I use the same approach. I'm self employed and generally have enough cashflow from my business earnings. However if I was running low on cash, I would simply extract some $ from the TFSA, with no tax consequence.


----------



## Chrysaphius (Jun 16, 2021)

Wow. Thanks all. I was worried cause some of my US friends say that their parents can only gift them 15k USD per year and anything above that has tax implications. Crazy.


----------



## 307169 (May 24, 2015)

Be careful, there will be withholding tax from US stocks on dividend that you cannot claim from CRA if you invest them in TFSA.


----------



## Eclectic21 (Jun 25, 2021)

Chrysaphius said:


> Wow. Thanks all. I was worried cause some of my US friends say that their parents can only gift them 15k USD per year and anything above that has tax implications. Crazy.


That's why it's important to pay attention to what tax system(s) apply to you.

A US person (ex.

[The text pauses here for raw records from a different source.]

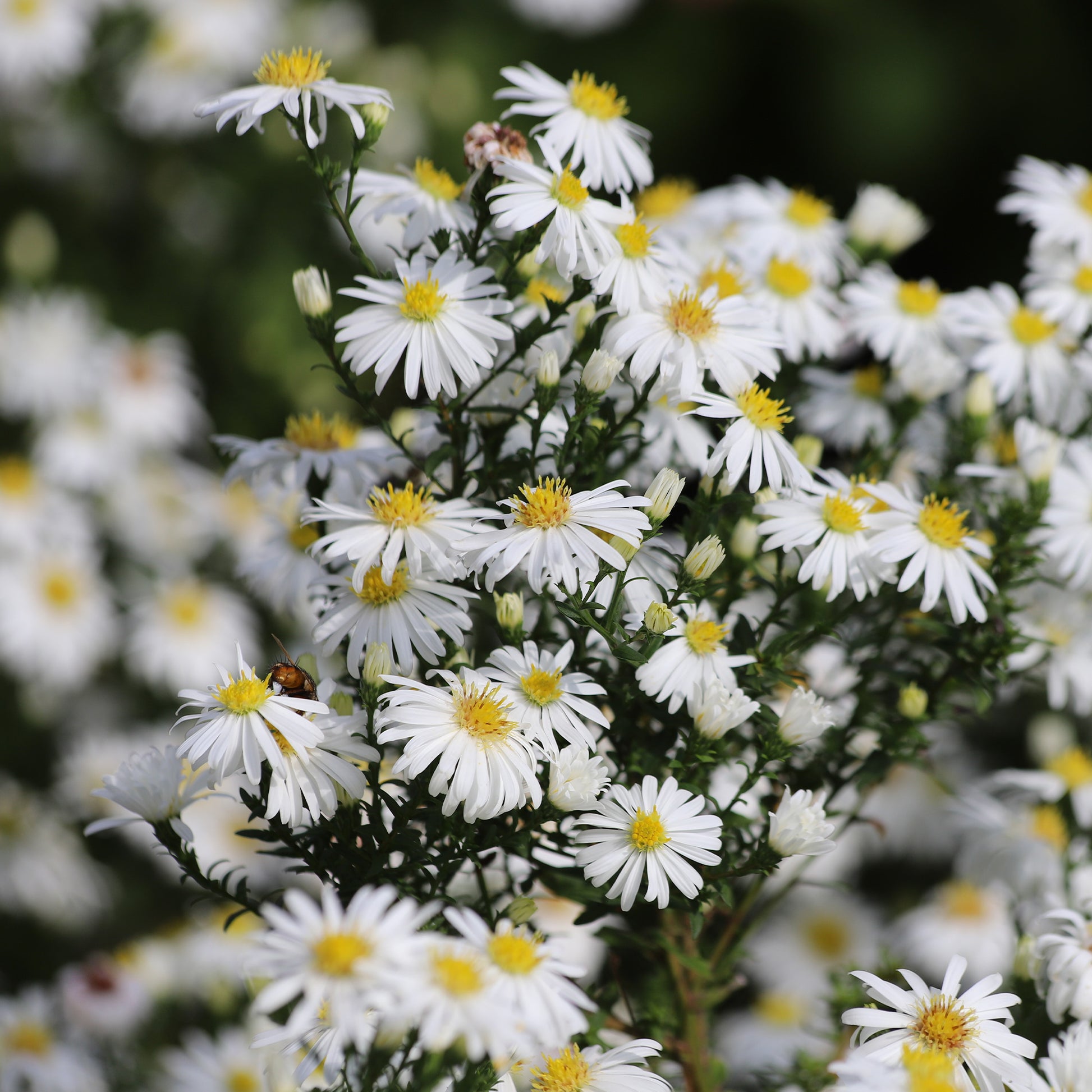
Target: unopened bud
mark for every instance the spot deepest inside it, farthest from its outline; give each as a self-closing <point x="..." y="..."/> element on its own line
<point x="809" y="449"/>
<point x="705" y="559"/>
<point x="664" y="492"/>
<point x="659" y="618"/>
<point x="311" y="287"/>
<point x="600" y="371"/>
<point x="913" y="703"/>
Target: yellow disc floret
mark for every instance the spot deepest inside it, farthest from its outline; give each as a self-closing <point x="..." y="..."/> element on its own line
<point x="423" y="300"/>
<point x="296" y="69"/>
<point x="647" y="831"/>
<point x="943" y="524"/>
<point x="545" y="506"/>
<point x="761" y="410"/>
<point x="597" y="100"/>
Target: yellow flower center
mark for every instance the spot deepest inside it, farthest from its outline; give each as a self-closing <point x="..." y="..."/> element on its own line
<point x="435" y="181"/>
<point x="61" y="588"/>
<point x="961" y="899"/>
<point x="1029" y="327"/>
<point x="17" y="476"/>
<point x="1048" y="826"/>
<point x="919" y="297"/>
<point x="647" y="831"/>
<point x="1073" y="767"/>
<point x="317" y="433"/>
<point x="689" y="316"/>
<point x="546" y="505"/>
<point x="869" y="382"/>
<point x="515" y="952"/>
<point x="704" y="635"/>
<point x="483" y="713"/>
<point x="567" y="1072"/>
<point x="597" y="100"/>
<point x="841" y="515"/>
<point x="943" y="524"/>
<point x="337" y="953"/>
<point x="763" y="411"/>
<point x="457" y="975"/>
<point x="666" y="198"/>
<point x="569" y="190"/>
<point x="245" y="695"/>
<point x="635" y="238"/>
<point x="542" y="687"/>
<point x="296" y="69"/>
<point x="29" y="1038"/>
<point x="827" y="936"/>
<point x="423" y="300"/>
<point x="375" y="591"/>
<point x="728" y="282"/>
<point x="403" y="508"/>
<point x="788" y="279"/>
<point x="944" y="1025"/>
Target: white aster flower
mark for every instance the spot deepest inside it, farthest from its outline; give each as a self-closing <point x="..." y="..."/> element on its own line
<point x="691" y="659"/>
<point x="753" y="439"/>
<point x="970" y="1028"/>
<point x="397" y="524"/>
<point x="437" y="315"/>
<point x="404" y="614"/>
<point x="293" y="81"/>
<point x="588" y="121"/>
<point x="648" y="831"/>
<point x="548" y="533"/>
<point x="157" y="788"/>
<point x="244" y="720"/>
<point x="800" y="827"/>
<point x="684" y="334"/>
<point x="933" y="535"/>
<point x="580" y="237"/>
<point x="486" y="760"/>
<point x="547" y="700"/>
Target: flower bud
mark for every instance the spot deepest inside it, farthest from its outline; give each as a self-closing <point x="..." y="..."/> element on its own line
<point x="705" y="559"/>
<point x="913" y="703"/>
<point x="659" y="618"/>
<point x="311" y="287"/>
<point x="809" y="449"/>
<point x="600" y="371"/>
<point x="664" y="492"/>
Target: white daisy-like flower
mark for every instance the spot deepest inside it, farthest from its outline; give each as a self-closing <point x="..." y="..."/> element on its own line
<point x="753" y="439"/>
<point x="805" y="311"/>
<point x="550" y="534"/>
<point x="1055" y="200"/>
<point x="397" y="524"/>
<point x="648" y="831"/>
<point x="546" y="699"/>
<point x="970" y="1028"/>
<point x="157" y="788"/>
<point x="404" y="614"/>
<point x="533" y="981"/>
<point x="438" y="316"/>
<point x="486" y="760"/>
<point x="244" y="720"/>
<point x="580" y="237"/>
<point x="1019" y="348"/>
<point x="691" y="659"/>
<point x="592" y="1070"/>
<point x="932" y="533"/>
<point x="586" y="121"/>
<point x="293" y="82"/>
<point x="829" y="522"/>
<point x="684" y="334"/>
<point x="427" y="197"/>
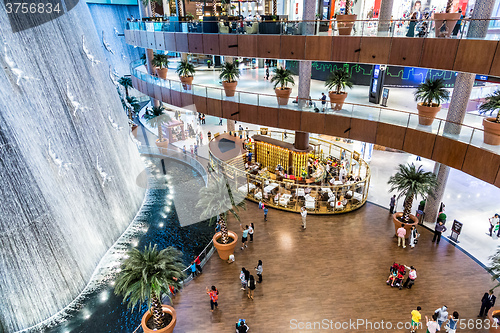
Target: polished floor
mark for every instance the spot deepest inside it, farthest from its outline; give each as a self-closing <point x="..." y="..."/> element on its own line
<point x="335" y="270"/>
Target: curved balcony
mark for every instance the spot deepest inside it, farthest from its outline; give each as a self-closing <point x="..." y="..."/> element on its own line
<point x="397" y="129"/>
<point x="317" y="41"/>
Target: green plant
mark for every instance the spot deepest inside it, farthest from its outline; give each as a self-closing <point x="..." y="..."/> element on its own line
<point x="155" y="118"/>
<point x="339" y="79"/>
<point x="229" y="72"/>
<point x="146" y="274"/>
<point x="160" y="60"/>
<point x="185" y="69"/>
<point x="492" y="104"/>
<point x="282" y="77"/>
<point x="217" y="200"/>
<point x="411" y="182"/>
<point x="432" y="90"/>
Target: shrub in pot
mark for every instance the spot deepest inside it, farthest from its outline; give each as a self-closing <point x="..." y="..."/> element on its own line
<point x="431" y="94"/>
<point x="282" y="77"/>
<point x="336" y="83"/>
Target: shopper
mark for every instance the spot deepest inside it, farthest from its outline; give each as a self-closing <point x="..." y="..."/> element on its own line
<point x="487" y="302"/>
<point x="415" y="319"/>
<point x="251" y="286"/>
<point x="214" y="297"/>
<point x="259" y="271"/>
<point x="401" y="232"/>
<point x="440" y="228"/>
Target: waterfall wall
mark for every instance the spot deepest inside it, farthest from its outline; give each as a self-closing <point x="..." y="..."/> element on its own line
<point x="67" y="163"/>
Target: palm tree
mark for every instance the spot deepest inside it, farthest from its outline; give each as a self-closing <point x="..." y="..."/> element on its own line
<point x="126" y="82"/>
<point x="217" y="200"/>
<point x="146" y="275"/>
<point x="155" y="118"/>
<point x="411" y="182"/>
<point x="282" y="77"/>
<point x="339" y="79"/>
<point x="432" y="90"/>
<point x="492" y="104"/>
<point x="229" y="72"/>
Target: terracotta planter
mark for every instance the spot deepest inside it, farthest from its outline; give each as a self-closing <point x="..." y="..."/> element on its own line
<point x="162" y="73"/>
<point x="337" y="100"/>
<point x="397" y="224"/>
<point x="491" y="131"/>
<point x="345" y="24"/>
<point x="229" y="87"/>
<point x="451" y="20"/>
<point x="186" y="81"/>
<point x="283" y="95"/>
<point x="224" y="250"/>
<point x="170" y="327"/>
<point x="426" y="114"/>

US citiizen or green card holder) is going to have to file a US and a Canadian tax return for their worldwide income, no matter where they live.

A Canadian who is only in Canada files only a Canadian tax return.


Cheers


----------



## Chrysaphius (Jun 16, 2021)

Johnny_kar said:


> Be careful, there will be withholding tax from US stocks on dividend that you cannot claim from CRA if you invest them in TFSA.


Yeah. I don't hold any US stocks as of yet. I read that they (the US) withholds 15% of any dividends paid out to Canadians. That's lame. Who does that money go to? The IRS?


----------



## AltaRed (Jun 8, 2009)

Chrysaphius said:


> Yeah. I don't hold any US stocks as of yet. I read that they (the US) withholds 15% of any dividends paid out to Canadians. That's lame. Who does that money go to? The IRS?


The withholding taxes go to the IRS, but depending on what kind of accounts you hold those US stocks in, the withholding tax is a FTC (foreign tax credit) on your Canadian tax return (recovered), or is not withheld at all (RRSP/RRIF) or entirely lost in a TFSA. But overreacting to that can be penny wise and pound foolish. A US stock that pays only a 1% dividend yield results in you losing only 15% of that tiny yield. Chances are stock growth price appreciation you will enjoy will overwhelm that tax leakage.

Far too many people react negatively to things that don't really add up to much in the broad scheme of things. We see it all the time in forums like this with respect to OAS claw backs on seniors who have incomes of $100k per year. Often a disproportionate non-productive reaction to good fortune.


----------



## Eclectic21 (Jun 25, 2021)

Chrysaphius said:


> Yeah. I don't hold any US stocks as of yet. I read that they (the US) withholds 15% of any dividends paid out to Canadians. That's lame ...


Canada charges a US holder of a Canadian dividend paying stock a 15% (tax treaty reduced from 25% that it starts at) withholding tax on dividends.

If you as a Canadian figure your US sourced dividends should be tax free - I'd bet a US investor figures their Canadian dividends should be tax free as well. 



Chrysaphius said:


> Who does that money go to? The IRS?


The US withholding tax goes to the IRS and the Canadian withholding tax goes to CRA.

Cheers


----------



## Chrysaphius (Jun 16, 2021)

You guys are so smart. Thank you all.


----------



## Chrysaphius (Jun 16, 2021)

AltaRed said:


> The withholding taxes go to the IRS, but depending on what kind of accounts you hold those US stocks in, the withholding tax is a FTC (foreign tax credit) on your Canadian tax return (recovered), or is not withheld at all (RRSP/RRIF) or entirely lost in a TFSA. But overreacting to that can be penny wise and pound foolish. A US stock that pays only a 1% dividend yield results in you losing only 15% of that tiny yield. Chances are stock growth price appreciation you will enjoy will overwhelm that tax leakage.
> 
> Far too many people react negatively to things that don't really add up to much in the broad scheme of things. We see it all the time in forums like this with respect to OAS claw backs on seniors who have incomes of $100k per year. Often a disproportionate non-productive reaction to good fortune.


You make perfect sense. I just find there are so many more factors to consider when a Canadian wants to buy and then sell US stocks. Dividends, currency conversion rates, charges to convert CAD to US when you buy, and then when you sell. I'm still learning, though.


----------